Ella no sabía que yo, con los portazos, lo que deseaba es que cayeran los trozos del espanto en el que nos obligaba a vivir papá. Con los portazos lo que quería era ayudarla a gritar, a huir, a sacar el dolor afuera frente a los puzles. Después de todo, eran puzles y venían desmontados. Nuestra vida estaba hecha pedazos y temía que acabáramos también en cajas. Mi madre, curiosamente, pegó el brazo del Niño Jesús con el pegamento de papá y volvió a colgar la Virgen en el cabecero de su cama sin haber cumplido su función, matarle.
«¿No te hacían de pequeño arroz con leche?» Marcos salió hacia el pasillo y me quedé paralizada en la cocina, abrí el grifo y eché agua en la cazuela donde había hervido la leche con el arroz. Los restos habían empezado a quedarse pegados y resecos. Marcos puso música en el comedor y me acerqué a mirar disimuladamente… Estaba encerrado en sí mismo frente a la estantería, apoyado ligeramente sobre una pierna y tocándose con una mano el flequillo, que le rozaba ya las pestañas. Le entendí desde una tímida distancia. Había cogido una de sus caracolas y estaba escuchando la voz interior, esa voz que susurran las caracolas de mar a los que saben escucharlas. En silencio me volví a la cocina y cerré la puerta despacio…, como la cerraba mi madre.

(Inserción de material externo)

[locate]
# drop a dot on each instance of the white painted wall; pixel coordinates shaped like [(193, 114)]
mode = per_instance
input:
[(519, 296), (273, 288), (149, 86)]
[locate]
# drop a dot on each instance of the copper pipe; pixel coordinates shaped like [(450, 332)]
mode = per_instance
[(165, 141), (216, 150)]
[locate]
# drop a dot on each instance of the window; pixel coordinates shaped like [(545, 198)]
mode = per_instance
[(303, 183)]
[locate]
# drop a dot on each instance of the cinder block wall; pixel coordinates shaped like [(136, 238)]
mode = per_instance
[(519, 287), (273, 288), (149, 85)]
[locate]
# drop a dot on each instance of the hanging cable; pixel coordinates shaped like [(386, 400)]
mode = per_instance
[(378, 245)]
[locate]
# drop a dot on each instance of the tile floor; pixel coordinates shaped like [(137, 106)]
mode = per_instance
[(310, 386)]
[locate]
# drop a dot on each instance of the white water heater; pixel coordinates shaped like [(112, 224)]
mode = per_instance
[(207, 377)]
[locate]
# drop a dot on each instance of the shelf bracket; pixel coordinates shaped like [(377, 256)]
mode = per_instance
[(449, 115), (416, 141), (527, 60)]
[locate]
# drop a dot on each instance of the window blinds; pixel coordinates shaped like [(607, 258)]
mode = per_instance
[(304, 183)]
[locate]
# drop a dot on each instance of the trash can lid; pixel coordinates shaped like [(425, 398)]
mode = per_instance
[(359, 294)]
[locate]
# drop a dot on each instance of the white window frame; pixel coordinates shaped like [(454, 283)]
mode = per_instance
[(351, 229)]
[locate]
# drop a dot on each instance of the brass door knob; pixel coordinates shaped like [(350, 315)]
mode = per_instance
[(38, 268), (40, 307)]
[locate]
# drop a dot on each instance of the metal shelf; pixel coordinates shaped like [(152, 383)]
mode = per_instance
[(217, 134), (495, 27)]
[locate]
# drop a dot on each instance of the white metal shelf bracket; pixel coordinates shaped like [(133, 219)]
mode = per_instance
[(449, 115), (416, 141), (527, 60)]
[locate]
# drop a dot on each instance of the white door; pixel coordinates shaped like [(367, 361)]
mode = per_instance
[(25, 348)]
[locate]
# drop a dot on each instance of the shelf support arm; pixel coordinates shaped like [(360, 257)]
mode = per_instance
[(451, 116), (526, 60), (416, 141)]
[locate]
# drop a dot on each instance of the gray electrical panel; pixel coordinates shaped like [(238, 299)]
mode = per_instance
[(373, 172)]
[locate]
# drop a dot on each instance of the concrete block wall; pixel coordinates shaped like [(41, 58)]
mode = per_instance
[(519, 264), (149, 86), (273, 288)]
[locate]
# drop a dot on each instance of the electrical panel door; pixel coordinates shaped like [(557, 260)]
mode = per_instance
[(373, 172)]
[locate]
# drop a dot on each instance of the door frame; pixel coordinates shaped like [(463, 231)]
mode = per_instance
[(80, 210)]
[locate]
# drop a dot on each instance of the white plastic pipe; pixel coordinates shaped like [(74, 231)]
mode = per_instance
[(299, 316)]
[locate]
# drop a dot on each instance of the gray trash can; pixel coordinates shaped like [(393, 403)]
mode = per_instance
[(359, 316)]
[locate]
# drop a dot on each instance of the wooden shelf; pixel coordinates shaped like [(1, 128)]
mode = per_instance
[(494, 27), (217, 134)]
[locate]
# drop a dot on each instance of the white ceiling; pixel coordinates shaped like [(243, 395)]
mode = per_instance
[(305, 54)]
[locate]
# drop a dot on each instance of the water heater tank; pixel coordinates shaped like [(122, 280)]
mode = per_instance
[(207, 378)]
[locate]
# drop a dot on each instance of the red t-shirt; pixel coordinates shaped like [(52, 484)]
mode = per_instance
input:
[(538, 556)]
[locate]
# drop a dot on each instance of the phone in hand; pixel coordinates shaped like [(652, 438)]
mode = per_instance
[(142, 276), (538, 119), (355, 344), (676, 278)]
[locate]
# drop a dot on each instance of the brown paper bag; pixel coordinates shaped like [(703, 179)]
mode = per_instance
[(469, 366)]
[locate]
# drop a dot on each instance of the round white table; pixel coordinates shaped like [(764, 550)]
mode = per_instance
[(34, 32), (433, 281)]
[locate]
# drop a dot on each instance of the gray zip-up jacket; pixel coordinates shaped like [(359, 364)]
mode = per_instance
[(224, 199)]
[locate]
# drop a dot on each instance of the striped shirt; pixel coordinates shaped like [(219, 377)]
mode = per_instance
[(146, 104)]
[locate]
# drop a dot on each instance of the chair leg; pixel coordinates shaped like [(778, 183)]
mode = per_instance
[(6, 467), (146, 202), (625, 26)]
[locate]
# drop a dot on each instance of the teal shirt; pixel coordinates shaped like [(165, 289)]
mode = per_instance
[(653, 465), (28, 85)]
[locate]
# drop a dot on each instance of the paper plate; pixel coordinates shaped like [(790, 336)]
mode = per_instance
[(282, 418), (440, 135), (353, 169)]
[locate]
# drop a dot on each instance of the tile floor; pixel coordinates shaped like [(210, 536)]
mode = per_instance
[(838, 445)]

Cuando le llamé, tuve que despertarle entrando en su habitación. Los fotógrafos de la sesión de moda que iban a realizar en casa me habían dicho que fuera «preparándose el actor» mientras ellos iban subiendo los focos y el resto de los trastos a la casa. Yo había dejado listo el comedor, echando atrás las sillas y la mesa junto con el sillón del medio. Todos los objetos pequeños los había metido en uno de los cajones del mueble blanco para que no rondaran entre el jaleo. Marcos estaba dormido profundamente y me devolvió un «sí, ya voy» con los ojos cerrados. Ni se acordaba de la sesión que iban a hacerle.
Me presenté a los chicos que venían en grupo de la revista esa que tantas veces había visto en el salón.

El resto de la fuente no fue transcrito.